I loved him and read him from the day he started at Melody Maker. I even remember the Clifford Clavin letter that is now doing the rounds. He was always one of my favorites. I brought Tical, The Sun Rises in the East, The Infamous and Goodfellas straight off the back of his reviews and never looked back. He helped me find the music I loved as a teenager in the same way that Simon Reynolds and Simon Price did, and to understand why I loved it.

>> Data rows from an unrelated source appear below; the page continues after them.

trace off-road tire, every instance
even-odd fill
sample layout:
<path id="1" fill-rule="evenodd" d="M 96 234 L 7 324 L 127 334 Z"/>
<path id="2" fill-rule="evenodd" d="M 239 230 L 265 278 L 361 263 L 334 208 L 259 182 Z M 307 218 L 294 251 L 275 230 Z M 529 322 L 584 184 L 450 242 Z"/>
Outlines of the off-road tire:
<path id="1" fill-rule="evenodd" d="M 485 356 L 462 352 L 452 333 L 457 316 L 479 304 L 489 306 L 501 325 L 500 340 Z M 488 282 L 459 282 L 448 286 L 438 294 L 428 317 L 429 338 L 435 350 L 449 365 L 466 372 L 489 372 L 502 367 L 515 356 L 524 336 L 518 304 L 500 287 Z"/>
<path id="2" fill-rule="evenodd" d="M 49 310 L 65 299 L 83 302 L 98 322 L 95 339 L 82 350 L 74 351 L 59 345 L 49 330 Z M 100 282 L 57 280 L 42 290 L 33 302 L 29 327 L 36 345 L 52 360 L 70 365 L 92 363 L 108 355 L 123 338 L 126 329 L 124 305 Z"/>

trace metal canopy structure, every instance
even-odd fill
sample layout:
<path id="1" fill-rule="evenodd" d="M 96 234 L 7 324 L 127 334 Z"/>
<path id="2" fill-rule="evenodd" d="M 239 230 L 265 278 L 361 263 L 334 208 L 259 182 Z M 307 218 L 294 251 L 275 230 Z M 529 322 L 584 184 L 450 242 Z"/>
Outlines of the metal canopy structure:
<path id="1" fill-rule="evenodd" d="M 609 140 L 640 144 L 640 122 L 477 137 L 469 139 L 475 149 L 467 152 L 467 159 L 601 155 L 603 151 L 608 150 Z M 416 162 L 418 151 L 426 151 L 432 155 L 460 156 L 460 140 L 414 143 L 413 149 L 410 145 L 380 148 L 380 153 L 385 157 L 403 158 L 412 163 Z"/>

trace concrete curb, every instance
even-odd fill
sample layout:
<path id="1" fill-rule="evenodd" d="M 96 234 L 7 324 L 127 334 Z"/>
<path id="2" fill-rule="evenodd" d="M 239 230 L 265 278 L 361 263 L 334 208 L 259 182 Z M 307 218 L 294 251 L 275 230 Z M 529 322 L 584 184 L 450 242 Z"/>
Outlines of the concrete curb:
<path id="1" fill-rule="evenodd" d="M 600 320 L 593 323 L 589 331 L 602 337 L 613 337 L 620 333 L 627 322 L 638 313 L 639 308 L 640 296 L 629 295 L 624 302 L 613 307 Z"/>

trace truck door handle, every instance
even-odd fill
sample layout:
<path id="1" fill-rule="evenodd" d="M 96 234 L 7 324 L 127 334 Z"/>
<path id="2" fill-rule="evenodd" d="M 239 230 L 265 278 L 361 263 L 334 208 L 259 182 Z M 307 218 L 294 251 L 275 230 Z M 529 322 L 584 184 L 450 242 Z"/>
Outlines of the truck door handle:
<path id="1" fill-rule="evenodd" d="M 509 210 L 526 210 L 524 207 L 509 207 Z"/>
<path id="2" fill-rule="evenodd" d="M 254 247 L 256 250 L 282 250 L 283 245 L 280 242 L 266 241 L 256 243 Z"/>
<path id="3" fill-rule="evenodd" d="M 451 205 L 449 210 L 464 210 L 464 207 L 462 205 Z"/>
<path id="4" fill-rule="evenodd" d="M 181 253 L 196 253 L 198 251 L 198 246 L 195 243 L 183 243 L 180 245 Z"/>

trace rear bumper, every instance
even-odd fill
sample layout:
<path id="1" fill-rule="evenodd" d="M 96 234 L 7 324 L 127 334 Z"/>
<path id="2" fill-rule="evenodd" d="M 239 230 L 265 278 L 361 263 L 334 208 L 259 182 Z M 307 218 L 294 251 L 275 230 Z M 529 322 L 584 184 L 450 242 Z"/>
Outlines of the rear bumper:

He's one of those ones who never really got the platform they deserved. Even worse, he was considered barely worth thinking about and was dismissed as a ranter, a has-been, somebody not important enough to listen to by those who'd been careful and cunning enough to carve out their own careers. I remember all those NME cunts like Dorian Lynskey and Eve Barlow going after him for being "old" and out of print a few years ago, and to be fair, he did start it, but he was also right about them, their paper, their shit writing and their shit music. The fact that the only come back they had was to mock him for being old and having to write on a blog revealed plenty about their own values and views.
Back in the 1990s, when he probably meant the most to me, it seemed incredible that he wrote for Melody Maker and didn't move to London. He stayed put in Coventry! Aged 17, I thought that was mental, and for many reasons. I knew Coventry pretty well, because my dad lived near there and it was one of those places (the others being Leamington Spa and Birmingham) that I used to spend hours walking around when I went to see him (usually trawling through the record shops). I think I actually saw Kulkarni strolling through the centre of Cov once, or at least a guy who looked very much like his photo in the Melody Maker singles page and was wearing a Paris 'Guerilla Funk' T-shirt, a record I knew he loved. But I was too star-struck and shy to go and speak to him. It's not that Coventry was a bad place to live, if all your mates and family lived there too, but it was a bit like Swansea, a place I couldn't wait to leave when I was 17. In retrospect, I admire his choice, and his refusal to play the game.
I can't believe he has died so suddenly, so young. I'm gutted.